Opportunity zones, for example, allow state governors to designate specific low-income areas for certain tax-subsidized financing. But many of the projects that are prioritized under the current system don’t have the pre-existing community in mind.
“They have in mind a wealthier demographic – people who are going to come into that community, spend money and live in the fancy new condos and turn this neighborhood that was once viewed as economically declining into a new booming pocket of tax revenues,” Layser said.
Community advocacy groups may feel misled by such policies because “they feel that a lot of this money is going toward gentrifying areas, and this law is not meaningfully designed to raise people out of poverty or help poor communities – that it potentially opens the door to trample all over them,” Layser said.
“The rhetoric of late has really shifted on opportunity zones,” she said. “Many commentators are skeptical. But really, this isn’t new. Tax incentives to invest in poor areas have never been designed to advance the needs of poor communities, and opportunity zones are just another chapter in a much longer story.”
Anti-poverty goals may be advanced more effectively through community-oriented investment tax incentives, which would confer power to community stakeholders, link place to community and incorporate a system for monitoring outcomes.
But such incentives are “rare under current law,” Layser said.

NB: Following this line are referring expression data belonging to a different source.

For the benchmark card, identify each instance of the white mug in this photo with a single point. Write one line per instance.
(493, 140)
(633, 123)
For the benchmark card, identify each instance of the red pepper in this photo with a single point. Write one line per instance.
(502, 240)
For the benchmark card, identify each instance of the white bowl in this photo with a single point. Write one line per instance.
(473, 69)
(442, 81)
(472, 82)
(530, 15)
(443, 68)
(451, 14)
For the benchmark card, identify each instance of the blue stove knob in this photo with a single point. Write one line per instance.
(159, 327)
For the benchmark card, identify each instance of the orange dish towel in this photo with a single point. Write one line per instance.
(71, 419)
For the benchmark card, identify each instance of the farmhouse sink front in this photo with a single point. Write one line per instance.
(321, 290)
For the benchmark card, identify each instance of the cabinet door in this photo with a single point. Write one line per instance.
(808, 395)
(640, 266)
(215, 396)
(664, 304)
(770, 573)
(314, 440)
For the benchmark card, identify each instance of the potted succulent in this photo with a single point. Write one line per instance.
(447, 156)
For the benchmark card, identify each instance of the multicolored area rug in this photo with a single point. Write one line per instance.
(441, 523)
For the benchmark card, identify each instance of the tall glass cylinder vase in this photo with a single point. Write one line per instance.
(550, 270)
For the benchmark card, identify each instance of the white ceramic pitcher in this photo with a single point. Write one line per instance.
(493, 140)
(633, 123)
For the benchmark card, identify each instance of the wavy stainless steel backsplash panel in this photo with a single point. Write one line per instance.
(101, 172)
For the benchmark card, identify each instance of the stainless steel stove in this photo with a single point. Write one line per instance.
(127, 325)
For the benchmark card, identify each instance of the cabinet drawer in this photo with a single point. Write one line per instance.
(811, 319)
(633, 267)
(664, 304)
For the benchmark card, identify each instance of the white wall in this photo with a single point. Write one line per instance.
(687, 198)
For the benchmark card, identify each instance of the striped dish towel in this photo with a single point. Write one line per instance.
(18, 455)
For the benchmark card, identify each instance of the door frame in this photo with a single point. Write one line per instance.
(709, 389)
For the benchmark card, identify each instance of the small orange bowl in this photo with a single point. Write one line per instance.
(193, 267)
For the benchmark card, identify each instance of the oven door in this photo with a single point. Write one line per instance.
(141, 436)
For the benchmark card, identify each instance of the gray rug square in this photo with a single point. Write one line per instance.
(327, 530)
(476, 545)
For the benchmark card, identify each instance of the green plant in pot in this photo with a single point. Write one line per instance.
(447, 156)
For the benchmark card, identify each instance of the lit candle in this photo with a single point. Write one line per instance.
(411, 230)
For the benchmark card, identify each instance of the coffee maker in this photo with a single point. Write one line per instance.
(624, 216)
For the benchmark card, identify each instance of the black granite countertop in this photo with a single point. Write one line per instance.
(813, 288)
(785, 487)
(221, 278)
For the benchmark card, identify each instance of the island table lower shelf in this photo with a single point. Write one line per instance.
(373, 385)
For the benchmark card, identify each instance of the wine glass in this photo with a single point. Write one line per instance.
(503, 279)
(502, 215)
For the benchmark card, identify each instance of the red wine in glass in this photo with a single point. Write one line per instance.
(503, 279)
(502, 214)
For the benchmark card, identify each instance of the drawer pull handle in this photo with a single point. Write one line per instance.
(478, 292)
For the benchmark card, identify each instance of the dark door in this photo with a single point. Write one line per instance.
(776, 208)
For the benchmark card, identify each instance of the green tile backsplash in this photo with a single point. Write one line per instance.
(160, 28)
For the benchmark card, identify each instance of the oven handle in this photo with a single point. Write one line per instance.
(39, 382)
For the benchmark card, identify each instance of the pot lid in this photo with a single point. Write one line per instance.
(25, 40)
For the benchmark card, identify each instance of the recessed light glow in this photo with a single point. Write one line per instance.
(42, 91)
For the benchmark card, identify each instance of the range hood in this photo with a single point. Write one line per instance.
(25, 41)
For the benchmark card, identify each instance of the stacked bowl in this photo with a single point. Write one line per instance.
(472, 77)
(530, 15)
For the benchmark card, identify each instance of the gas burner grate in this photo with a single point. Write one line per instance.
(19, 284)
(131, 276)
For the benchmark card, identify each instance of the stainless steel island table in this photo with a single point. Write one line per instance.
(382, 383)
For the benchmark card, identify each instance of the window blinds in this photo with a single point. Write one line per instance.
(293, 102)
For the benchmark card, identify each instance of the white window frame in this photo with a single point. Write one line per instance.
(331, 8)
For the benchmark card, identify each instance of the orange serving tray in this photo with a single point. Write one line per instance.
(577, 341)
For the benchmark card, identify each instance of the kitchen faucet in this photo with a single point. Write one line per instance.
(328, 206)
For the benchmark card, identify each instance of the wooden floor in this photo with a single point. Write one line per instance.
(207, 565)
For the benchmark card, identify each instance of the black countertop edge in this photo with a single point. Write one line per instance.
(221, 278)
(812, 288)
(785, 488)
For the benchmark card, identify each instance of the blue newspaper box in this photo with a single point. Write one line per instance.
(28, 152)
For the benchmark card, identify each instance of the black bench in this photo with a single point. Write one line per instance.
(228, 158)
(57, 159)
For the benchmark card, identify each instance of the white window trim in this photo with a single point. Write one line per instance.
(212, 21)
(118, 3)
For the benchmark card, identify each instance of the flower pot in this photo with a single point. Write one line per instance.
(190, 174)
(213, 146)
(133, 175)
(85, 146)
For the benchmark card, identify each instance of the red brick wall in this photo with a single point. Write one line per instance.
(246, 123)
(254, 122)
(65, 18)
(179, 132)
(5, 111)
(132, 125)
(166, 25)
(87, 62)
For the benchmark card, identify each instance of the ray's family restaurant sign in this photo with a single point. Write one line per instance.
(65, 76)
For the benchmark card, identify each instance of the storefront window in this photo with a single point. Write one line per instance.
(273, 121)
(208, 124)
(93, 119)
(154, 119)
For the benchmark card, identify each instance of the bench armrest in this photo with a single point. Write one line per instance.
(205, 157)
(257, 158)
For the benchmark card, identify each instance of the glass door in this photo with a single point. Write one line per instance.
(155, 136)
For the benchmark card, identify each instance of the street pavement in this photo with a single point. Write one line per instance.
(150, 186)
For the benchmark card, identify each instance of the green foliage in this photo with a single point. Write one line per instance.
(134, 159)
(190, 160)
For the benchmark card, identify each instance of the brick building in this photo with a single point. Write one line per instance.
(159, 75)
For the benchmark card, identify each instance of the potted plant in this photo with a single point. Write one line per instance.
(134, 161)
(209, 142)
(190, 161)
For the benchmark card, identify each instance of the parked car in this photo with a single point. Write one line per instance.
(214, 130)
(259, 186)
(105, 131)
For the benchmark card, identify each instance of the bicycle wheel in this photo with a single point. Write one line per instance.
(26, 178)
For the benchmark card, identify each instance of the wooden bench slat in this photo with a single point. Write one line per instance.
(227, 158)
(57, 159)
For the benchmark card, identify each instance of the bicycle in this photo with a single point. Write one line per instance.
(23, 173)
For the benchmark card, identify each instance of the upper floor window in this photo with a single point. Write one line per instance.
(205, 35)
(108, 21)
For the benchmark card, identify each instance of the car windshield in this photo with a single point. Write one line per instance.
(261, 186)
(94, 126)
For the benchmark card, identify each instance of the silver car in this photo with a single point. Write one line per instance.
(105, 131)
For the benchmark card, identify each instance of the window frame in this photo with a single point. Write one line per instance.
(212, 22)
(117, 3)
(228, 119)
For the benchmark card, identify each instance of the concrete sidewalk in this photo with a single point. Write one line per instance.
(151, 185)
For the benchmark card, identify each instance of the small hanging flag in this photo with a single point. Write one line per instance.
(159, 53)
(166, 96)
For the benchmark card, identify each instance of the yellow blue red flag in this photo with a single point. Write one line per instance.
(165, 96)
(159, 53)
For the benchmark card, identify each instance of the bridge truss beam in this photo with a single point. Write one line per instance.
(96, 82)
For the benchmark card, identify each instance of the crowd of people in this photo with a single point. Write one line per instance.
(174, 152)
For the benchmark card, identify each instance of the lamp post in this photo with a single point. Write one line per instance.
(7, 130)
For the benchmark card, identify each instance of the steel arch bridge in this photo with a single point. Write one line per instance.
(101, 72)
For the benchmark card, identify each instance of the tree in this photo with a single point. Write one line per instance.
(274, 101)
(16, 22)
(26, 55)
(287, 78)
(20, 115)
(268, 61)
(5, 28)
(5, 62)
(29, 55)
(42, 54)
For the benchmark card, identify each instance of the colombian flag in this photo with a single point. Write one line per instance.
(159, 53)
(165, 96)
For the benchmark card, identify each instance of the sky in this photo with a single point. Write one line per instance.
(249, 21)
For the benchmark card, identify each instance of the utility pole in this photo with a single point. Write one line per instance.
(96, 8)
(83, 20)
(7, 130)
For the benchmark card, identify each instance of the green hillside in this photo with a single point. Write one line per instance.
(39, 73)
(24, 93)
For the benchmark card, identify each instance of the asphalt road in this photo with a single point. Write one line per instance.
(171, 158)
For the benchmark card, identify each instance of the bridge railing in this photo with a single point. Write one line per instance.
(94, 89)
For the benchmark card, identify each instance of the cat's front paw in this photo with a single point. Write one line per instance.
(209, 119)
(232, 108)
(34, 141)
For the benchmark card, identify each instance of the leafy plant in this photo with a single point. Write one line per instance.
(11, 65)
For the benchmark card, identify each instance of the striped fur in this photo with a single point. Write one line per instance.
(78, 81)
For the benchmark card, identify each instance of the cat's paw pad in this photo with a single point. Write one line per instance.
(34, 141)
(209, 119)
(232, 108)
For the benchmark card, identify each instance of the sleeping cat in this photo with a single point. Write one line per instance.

“One question that always comes up is, ‘How can you invest in a community without gentrifying it? Isn’t it inevitable?’ My answer to that is not necessarily,” she said. “We need to spend more time talking to people in poor communities and finding out what they need. Responding to those needs can improve their quality of life and improve their experience of their environment – way more than a new condo building ever would.”
The paper provides a roadmap for designing community-oriented investment tax incentives that employ “mental mapping techniques to inform the tax incentive designs” and pilot programs of community-oriented investment tax incentives that would enable researchers to study their impact and evaluate their potential as large-scale anti-poverty programs.
“It could turn out that what poor areas really need are run-of-the-mill chain grocery stores – not coffee shops, high-end grocery stores or new high-rise condo developments,” she said. “And you would only find that out by talking to the people who live in that community.”
The paper will be published in the Wisconsin Law Review.